Wie horrend tatsächlich die Wartungskosten von Software sein können, zeigt eine Untersuchung der U.S. Air Force, die festgestellt hat, daß in ihren Programmen pro Anweisung 75 Dollar Entwicklungskosten, aber 4000 Dollar Wartungskosten stecken. Die Einstellung änderte sich, als man zu rechnen begann. Die Softwarekrise wurde offenbar.

So wurde nach Wegen gesucht, die Wartungskosten niedrig zu halten - was zu der Erkenntnis führte, daß die Wartungsfreundlichkeit eines Programms stark von seiner originalen Beschaffenheit abhängt. Das wartungsfreundliche Programm hat demnach vor allem folgende Eigenschaften:

- Es sollte ein abgeschlossenes Problem behandeln, das eine funktionale Einheit bildet, so daß man mit einem Satz in der Lage ist, zu umreißen, was das Programm macht.

- Es sollte verständlich sein, ein Programmierer, der mit dem durch das Programm behandelten Problem vertraut ist, sollte in der Lage sein, den Programmablauf anhand des Quelltextes zu verstehen.
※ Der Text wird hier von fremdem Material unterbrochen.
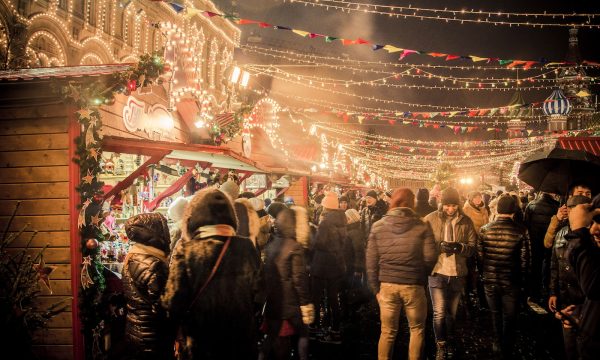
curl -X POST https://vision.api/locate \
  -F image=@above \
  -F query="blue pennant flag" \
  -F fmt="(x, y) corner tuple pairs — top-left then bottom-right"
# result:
(169, 3), (184, 14)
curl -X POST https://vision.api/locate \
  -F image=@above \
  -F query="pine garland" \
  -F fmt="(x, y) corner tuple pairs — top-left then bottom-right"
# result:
(58, 55), (164, 357)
- Es sollte klar definierte Schnittstellen zu seiner äußeren Umgebung - nämlich den bearbeiteten Daten - haben, die selbst wiederum logische Einheiten bieten; es sollte ferner nach außen hin nur die Daten bearbeiten, die an diesen Schnittstellen erscheinen. "Verborgene" Schnittstellen, die der Anwender des Programms nicht kennt, darf es nicht geben.

- Es sollte unabhängig von bestimmten Betriebssystemen oder gar Versionen eines Betriebssystems sein,

- Es sollte schließlich Daten, die es von außen bekommt, vor der Bearbeitung auf Verträglichkeit mit den von ihm gestellten Voraussetzungen prüfen.

Das sind einleuchtende Forderungen - es ist jedoch noch ein langer Weg zu einer allgemein anerkannten Systematik, mit deren Hilfe man gezwungenermaßen Programme schreibt, die diese Forderungen erfüllen.

Eine wesentliche Entdeckung auf diesem Weg war, daß es möglich ist, Steuerflüsse in einem Programm zu strukturieren. Die "strukturierte Programmierung", die leider heute noch von keiner gängigen Programmiersprache erzwungen wird, fußt auf der Erkenntnis daß es möglich ist, jedes beliebige Programm aus vier Arten von Strukturblöcken zusammenzutragen:

- die einfache Anweisungsfolge,

- die Verzweigung,

- die Schleife,

- die Prozedur.

Die nächste Entdeckung, die gemacht wurde, war die, daß es zweckmäßig ist, eine Prozedur so zu konzipieren, daß sie eine funktionale Einheit bildet und so als unabhängiger Programmteil erstellt werden kann. Dies wird als "Modulartechnik" bezeichnet.

Verbunden mit dem Prozedurkonzept ist auch das Konzept der "Fernwirkungsfreiheit" eines Programms, das , leider ebenfalls von den meisten gängigen Programmiersprachen nicht erzwungen wird - eine Ausnahme bildet PL/1.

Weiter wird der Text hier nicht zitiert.